​Der Hamburger SV steckt nach dem 0:0 gegen den FSV Mainz 05 nur noch mehr im Schlamassel: ein Punkt, der beide Mannschaften nicht wirklich weiter gebracht hat. Die Mainzer verweilen zusammen mit dem VfL Wolfsburg auf dem Relegationsplatz, die Hamburger haben bereits sieben Punkte Abstand auf Platz 16. Dementsprechend ernüchtert fallen die Stimmen der Verantwortlichen aus.

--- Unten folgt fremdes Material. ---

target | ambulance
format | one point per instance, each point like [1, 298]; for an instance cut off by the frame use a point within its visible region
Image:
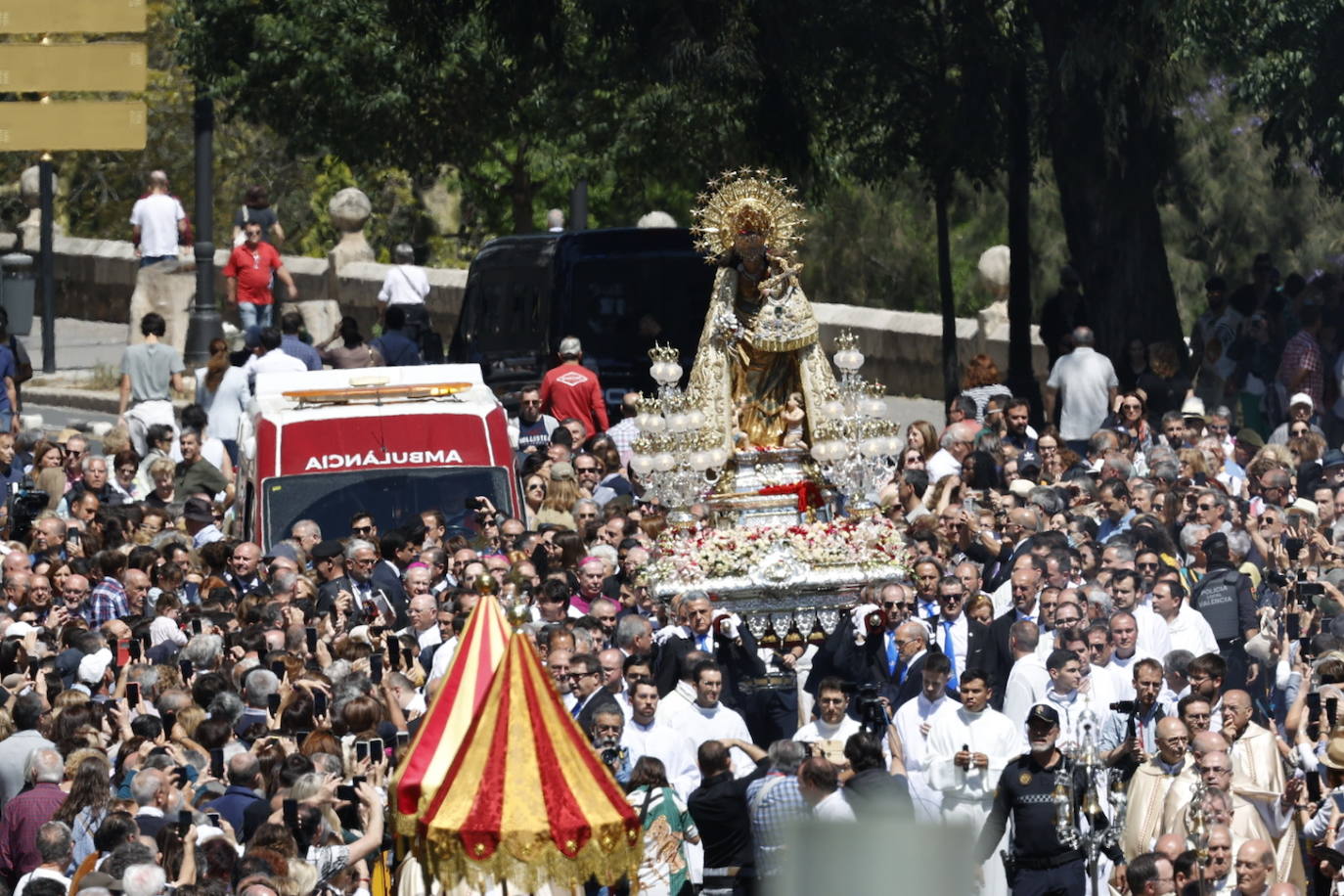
[388, 441]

Selbst HSV-Sportdirektor Jens Todt scheint nicht mehr an den Klassenerhalt des Hamburger SV zu glauben, wie seinen Aussagen im Abendblatt zu entnehmen ist. Dabei war der 48-Jährige der Meinung, dass seine Mannschaft im Spiel gegen die Mainzer die bessere gewesen sei. "Wir waren heute die klar bessere Mannschaft. Es nicht geschafft zu haben, ist wahnsinnig enttäuschend. Natürlich kann man sagen, dass die Qualität fehlt", wird Todt zitiert. Schafft man noch den Klassenerhalt? "Es müsste schon etwas Außergewöhnliches passieren, wir brauchen außergewöhnliche Wochen", so Todt.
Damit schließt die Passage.